個別に立ち上げたパイロットは、互いに連携しない。AIを拡張するために必要となるデータインフラや統合アーキテクチャも生まれない。結果として、維持コストだけがかかるポートフォリオと、実態の伴わないAI投資の物語が残る。ベンダー側にも新しいパイロットを次々と立ち上げる動機がある。概念実証は限られた環境では印象的な結果を出すが、それが本番環境で機能するかどうかは顧客側の問題だ。契約が取れれば、ベンダーの役割は終わる。
ガバナンスの欠如がCIOの信頼性を損なう
プレッシャーが生む第二の問題は、ガバナンスのないAI意思決定が組織内に広がることだ。取締役会からのAI推進の指令が事業部門に届くと、各部門は独自の判断で動き出す。財務部門がITアーキテクチャの審査を通過していないツールの契約を結ぶ。業務部門が本番データに触れる自動化パイロットを走らせる。マーケティング部門がコンプライアンス審査を受けていない顧客情報で実験する。

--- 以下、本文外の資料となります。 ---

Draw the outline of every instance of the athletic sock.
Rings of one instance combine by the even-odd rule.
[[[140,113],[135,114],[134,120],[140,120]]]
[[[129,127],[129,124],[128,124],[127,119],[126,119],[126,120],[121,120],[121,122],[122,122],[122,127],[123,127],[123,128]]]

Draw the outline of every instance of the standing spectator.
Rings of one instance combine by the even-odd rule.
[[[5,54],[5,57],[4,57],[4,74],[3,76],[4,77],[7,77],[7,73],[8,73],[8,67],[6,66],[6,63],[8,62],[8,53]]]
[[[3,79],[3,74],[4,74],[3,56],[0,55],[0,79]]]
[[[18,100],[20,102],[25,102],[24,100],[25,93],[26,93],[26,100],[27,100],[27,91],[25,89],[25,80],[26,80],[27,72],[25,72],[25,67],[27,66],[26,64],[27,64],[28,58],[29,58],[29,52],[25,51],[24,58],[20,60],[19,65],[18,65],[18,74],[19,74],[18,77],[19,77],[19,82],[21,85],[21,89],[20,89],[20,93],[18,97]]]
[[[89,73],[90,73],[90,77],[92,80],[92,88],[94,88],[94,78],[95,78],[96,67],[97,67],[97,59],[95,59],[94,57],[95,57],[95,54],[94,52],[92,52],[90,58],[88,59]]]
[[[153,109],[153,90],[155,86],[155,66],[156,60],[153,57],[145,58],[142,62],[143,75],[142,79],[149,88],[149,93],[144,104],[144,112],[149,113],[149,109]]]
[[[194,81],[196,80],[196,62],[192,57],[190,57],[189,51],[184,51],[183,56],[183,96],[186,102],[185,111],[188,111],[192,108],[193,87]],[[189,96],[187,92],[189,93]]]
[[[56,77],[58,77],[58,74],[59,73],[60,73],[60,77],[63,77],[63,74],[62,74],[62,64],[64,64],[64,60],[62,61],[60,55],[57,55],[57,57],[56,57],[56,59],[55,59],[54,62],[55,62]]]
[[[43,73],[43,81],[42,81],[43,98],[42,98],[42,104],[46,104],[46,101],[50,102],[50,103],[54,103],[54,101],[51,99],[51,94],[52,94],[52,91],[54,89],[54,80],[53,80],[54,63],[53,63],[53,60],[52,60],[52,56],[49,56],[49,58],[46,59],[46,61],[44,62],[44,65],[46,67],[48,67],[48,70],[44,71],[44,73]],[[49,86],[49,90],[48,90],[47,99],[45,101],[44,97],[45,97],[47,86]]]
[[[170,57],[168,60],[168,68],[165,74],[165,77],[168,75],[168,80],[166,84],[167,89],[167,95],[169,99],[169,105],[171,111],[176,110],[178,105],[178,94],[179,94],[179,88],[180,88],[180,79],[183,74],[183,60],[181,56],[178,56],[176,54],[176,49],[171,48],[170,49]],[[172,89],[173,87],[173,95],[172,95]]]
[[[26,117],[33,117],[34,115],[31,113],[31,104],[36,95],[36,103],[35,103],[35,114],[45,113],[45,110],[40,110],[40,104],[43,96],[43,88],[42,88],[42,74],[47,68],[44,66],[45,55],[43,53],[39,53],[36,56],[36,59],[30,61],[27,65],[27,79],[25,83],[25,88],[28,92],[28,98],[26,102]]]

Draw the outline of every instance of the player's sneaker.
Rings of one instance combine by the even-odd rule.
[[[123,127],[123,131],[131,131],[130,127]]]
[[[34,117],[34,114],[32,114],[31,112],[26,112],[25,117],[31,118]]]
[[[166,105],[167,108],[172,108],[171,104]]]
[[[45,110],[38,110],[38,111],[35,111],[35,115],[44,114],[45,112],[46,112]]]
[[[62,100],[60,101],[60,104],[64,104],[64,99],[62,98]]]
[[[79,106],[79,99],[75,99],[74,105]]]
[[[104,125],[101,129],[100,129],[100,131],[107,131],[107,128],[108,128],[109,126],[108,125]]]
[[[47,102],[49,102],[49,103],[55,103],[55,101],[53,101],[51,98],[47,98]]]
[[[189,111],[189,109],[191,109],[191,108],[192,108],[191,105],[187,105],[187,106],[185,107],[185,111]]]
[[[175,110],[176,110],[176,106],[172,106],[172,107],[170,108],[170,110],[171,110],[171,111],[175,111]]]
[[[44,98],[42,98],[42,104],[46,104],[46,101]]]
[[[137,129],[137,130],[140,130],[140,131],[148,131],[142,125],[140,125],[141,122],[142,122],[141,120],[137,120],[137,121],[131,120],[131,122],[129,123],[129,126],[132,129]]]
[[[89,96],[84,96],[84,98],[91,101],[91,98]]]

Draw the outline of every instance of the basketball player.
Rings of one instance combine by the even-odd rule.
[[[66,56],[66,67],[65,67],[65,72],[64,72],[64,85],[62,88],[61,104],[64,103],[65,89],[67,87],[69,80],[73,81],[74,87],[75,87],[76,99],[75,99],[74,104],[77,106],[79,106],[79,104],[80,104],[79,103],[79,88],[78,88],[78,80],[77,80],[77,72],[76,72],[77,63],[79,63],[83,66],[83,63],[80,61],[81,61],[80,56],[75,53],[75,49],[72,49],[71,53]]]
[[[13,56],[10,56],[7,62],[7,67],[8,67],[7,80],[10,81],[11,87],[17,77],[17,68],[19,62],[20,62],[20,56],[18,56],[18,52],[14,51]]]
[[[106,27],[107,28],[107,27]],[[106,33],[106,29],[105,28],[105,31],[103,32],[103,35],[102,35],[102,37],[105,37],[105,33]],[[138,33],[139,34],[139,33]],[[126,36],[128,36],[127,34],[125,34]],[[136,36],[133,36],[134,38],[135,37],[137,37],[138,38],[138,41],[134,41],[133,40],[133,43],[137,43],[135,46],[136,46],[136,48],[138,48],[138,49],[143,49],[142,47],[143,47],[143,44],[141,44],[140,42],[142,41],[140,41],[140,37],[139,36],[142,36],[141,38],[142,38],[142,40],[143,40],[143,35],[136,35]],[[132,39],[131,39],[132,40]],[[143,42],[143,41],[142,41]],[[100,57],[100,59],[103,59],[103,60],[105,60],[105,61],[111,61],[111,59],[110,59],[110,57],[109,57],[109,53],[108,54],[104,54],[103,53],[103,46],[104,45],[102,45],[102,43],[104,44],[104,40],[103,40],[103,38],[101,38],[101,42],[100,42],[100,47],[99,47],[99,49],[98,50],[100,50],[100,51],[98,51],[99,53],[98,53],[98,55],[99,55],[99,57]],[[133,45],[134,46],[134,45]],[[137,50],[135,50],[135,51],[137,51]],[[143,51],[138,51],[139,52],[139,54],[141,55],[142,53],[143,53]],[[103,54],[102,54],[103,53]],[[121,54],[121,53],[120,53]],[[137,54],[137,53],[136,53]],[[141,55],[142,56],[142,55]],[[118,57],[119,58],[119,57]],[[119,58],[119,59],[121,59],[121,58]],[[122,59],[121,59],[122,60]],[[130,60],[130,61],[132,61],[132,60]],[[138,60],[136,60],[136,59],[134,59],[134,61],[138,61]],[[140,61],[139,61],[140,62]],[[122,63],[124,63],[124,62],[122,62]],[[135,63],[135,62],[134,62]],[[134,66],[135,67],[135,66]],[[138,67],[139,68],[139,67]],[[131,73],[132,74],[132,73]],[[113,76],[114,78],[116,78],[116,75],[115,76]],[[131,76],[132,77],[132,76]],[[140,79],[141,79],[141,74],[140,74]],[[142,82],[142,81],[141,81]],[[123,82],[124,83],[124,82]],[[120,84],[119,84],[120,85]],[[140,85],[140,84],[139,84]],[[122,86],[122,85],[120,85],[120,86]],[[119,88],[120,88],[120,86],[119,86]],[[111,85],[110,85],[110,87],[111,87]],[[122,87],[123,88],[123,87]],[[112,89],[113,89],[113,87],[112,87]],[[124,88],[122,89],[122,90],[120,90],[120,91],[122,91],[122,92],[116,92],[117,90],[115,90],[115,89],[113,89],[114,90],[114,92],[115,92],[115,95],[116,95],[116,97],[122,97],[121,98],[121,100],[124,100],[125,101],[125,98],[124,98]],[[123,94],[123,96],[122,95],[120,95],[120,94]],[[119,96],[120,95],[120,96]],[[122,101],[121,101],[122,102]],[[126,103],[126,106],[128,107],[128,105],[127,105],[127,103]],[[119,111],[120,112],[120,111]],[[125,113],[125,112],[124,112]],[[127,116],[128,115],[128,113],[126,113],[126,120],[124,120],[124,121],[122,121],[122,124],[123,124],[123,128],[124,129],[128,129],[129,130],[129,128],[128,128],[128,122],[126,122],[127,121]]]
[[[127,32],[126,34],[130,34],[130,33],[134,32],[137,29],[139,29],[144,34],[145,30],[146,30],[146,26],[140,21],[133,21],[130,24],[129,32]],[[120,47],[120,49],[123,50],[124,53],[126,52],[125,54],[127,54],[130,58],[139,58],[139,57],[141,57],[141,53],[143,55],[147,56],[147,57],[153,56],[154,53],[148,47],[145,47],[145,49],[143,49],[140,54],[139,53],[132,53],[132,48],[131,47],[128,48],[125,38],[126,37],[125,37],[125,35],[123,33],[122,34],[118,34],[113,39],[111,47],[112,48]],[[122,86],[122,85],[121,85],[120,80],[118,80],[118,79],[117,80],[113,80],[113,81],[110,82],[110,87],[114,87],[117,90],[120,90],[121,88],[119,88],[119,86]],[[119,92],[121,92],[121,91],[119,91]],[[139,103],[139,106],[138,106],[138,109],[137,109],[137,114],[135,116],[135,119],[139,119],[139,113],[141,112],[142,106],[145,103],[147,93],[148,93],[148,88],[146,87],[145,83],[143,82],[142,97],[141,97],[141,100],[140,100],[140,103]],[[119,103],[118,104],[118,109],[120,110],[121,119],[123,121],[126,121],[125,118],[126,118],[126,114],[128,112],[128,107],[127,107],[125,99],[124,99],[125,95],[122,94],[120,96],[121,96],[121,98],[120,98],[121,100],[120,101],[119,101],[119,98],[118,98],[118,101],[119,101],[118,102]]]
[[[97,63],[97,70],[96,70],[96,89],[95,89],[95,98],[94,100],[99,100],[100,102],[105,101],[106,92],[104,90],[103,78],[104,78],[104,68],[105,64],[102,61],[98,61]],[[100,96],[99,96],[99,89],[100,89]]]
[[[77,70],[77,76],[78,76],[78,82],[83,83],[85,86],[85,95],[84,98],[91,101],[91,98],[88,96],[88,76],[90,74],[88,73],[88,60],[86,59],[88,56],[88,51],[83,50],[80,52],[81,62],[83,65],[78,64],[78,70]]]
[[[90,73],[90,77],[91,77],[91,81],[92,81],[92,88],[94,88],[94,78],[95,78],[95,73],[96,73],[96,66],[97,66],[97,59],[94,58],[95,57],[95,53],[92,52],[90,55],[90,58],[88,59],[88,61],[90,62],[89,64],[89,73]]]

いわばAIの速度で拡大するシャドーITだ。通常の大きなソフトウェア投資なら調達審査やアーキテクチャレビューを経るはずが、午後に導入できて数日で結果が出るツールにはそのプロセスが適用されない。IT部門が全体像を把握する頃には、事業部門はすでに「AIは使える」「使えない」という結論を出している——エンタープライズ向けに設計されていないツールをもとに。
小さな失敗が積み重なるうちに、信頼は静かに失われていく。成果の出ないAI投資、後から発覚するガバナンスの問題、ITを避け始めた事業部門——こうしたパターンが積み重なれば、取締役会はいずれ問題を直視する。実験フェーズから価値創出への移行を自らリードし、そのプロセスを積極的に管理しているCIOが、差をつけ始めている。
規律ある実行に必要なもの
概念実証から本番環境へ、AIを移行させることに成功した組織には共通点がある。どこに投資するかについて明示的で文書化された決断を下し、パイロットを追加するプレッシャーが高いときもその方針を守り通したことだ。
具体的には、開始前に一定の基準を満たすイニシアティブだけを選ぶ短いリストを維持する。ワークフローが十分に理解され、変更管理権限を持つビジネスリーダーが担っていること。データがアクセス可能で整備されていること。展開後ではなく前に成功の定義が決まっていること。この基準を満たさない提案はスタートさせない。取締役会が進捗を求め、ベンダーが有利な条件を提示している状況で目に見える活動を控えることは、言うは易く行うは難しだ。
内部ケイパビリティの構築も重要だ。ツールは増え続ける。戦略的な問いは、組織がAIを評価・統合・ガバナンスする真のケイパビリティを培っているか、それともベンダー依存に留まるかだ。前者は時間をかけて組織的な優位性を積み上げる。後者は外から見るとケイパビリティのように見えるが、内実は依存だ。
AIリーダーシップを測るたった一つの指標
取締役会向けのプレゼンでは見栄えがよく、業務上の価値はほとんど生まないAIリーダーシップの形がある。パイロットは走り、進捗報告が回る。「実際にビジネスに何をもたらしているのか」という問いは、答えることがナラティブを複雑にするため、問われないままになりがちだ。
AIリーダーシップは最終的に一つのことで測られる。何個のパイロットが、ビジネスの実際の動き方を変えるまで生き残ったか。今構築されているもののほとんどは、そこまで届かないかもしれない。